The economic research indicates other problems that can interfere with sellers’ achieving maximum revenue. Chief among these, from racing’s point of view, is collusion, as when several buyers combine to bid together, or when a buyer or agent may have a hidden interest in a horse that’s being sold. The latter is prohibited by the sales companies’ conditions of sale and, in Kentucky at least, by law, but it’s an open secret that it still happens. And buyer combinations abound. At this year’s yearling sales, groups like the SF Bloodstock-Starlight-Madaket partnership represented by Donato Lanni, or the West Point-Masiello operation, accounted for a high percentage of the more expensive horses, arguably holding prices down below where they would have been had more independent buyers been in on the action.

So far, we’ve been focusing on the auctions’ ability to produce higher revenue for sellers.
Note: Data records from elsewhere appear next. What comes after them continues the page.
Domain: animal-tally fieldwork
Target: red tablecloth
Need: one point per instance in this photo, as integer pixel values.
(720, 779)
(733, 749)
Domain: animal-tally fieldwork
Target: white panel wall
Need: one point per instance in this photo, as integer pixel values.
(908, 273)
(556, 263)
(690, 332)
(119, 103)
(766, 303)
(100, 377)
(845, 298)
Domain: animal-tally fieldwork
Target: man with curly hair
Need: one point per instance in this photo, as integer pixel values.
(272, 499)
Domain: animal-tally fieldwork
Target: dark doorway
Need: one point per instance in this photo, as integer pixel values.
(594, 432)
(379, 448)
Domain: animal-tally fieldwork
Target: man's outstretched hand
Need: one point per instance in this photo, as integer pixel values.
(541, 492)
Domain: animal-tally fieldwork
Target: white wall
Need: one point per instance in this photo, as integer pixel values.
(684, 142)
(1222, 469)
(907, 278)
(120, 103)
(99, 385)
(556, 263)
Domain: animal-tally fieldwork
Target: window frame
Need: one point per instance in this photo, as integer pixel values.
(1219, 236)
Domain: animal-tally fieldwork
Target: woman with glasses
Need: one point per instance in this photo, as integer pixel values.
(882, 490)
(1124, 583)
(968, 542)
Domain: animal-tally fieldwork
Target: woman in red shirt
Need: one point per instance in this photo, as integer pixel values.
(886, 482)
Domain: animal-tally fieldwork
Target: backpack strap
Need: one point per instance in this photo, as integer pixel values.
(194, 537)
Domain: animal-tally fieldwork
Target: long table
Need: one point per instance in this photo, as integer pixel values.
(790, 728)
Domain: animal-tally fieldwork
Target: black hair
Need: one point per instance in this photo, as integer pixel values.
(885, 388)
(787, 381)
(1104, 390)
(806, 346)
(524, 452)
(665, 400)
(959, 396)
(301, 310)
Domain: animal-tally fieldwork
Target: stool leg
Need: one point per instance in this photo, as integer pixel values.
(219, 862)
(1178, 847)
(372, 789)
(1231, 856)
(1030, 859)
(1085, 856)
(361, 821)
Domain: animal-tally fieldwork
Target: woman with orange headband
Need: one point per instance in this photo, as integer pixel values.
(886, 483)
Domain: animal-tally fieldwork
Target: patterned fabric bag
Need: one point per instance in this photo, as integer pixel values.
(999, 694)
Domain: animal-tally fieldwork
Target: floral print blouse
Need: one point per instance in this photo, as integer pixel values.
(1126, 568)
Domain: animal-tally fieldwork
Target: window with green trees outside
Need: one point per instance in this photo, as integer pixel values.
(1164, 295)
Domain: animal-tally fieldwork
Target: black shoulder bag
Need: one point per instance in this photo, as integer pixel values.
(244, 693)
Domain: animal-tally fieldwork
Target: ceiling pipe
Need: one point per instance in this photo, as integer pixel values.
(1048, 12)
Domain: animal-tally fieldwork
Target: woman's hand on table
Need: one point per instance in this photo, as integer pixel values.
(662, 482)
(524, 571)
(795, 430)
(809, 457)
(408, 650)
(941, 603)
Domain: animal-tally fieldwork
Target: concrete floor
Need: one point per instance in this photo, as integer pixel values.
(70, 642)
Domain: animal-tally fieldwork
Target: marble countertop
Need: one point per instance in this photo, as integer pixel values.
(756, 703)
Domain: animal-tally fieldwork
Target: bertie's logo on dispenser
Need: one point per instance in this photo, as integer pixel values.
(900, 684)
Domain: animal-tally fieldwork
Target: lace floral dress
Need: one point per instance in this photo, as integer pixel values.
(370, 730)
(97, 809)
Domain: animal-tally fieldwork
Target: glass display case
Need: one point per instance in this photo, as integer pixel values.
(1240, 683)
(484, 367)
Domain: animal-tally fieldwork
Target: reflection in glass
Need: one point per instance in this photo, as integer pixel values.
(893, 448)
How about buyers? How do thoroughbred auctions rate at ensuring buyers won’t suffer the “winner’s curse”?  The archetypal example of the winner’s curse is a purchase that turns out to be worth a lot less than the winning bidder paid for it. Sadly, that’s almost guaranteed in thoroughbred sales, at least if one looks only at the economics of the sale. Going back to 2006, when Demi O’Byrne, representing the Coolmore juggernaut of Ireland, and John Ferguson, bidding for the absurdly wealthy Sheikh Mohammed of Dubai, pushed the price of The Green Money to $16 million at the Fasig-Tipton two-year-old sale at Calder, sales toppers have rarely if ever paid for themselves on the race track and only very occasionally as stallion or broodmare prospects.That goes for lower priced horses as well.  Most race horses don’t earn back on the track even what it costs to keep them in training, much less their original purchase price. But that’s an almost inevitable result of an auction where bidders’ private values will necessarily be spread across a wide range. And, even if a horse loses money in the long run, the buyer may have psychological satisfactions – the satisfaction of owning a racehorse, the thrill of the winner’s circle – that aren’t accounted for very well in the purely financial calculations that economists favor.

One last suggestion from the Nobel Prize winners’ work: make reserve prices as realistic as possible. When they’re too low, buyers can get too much of a bargain. When they’re too high, too many lots go unsold. If you look at the sales results, you’ll see that a number of horses are listed as sold “PS” or post-sale. That means that a horse failed to meet its reserve in the auction ring and then a prospective buyer took a walk to the barn or phoned the consignor and offered something less than the reserve price, whereupon the consignor decided it was better to sell the horse for a little less than to take it home and try their luck on the race track or look for a private sale. Buyers have always done this sort of post-auction haggling, but the recent inclusion of these sales in the published results makes the auction information more complete and thus strengthens the auction from an economic theory point of view.

So, how would the Nobel Prize Professors Wilson and Milgrom rate thoroughbred auctions? Some improvements possible in providing information and suppressing collusion, but overall, at least a solid B+, and maybe even an A-. This is one area where our industry is doing pretty well.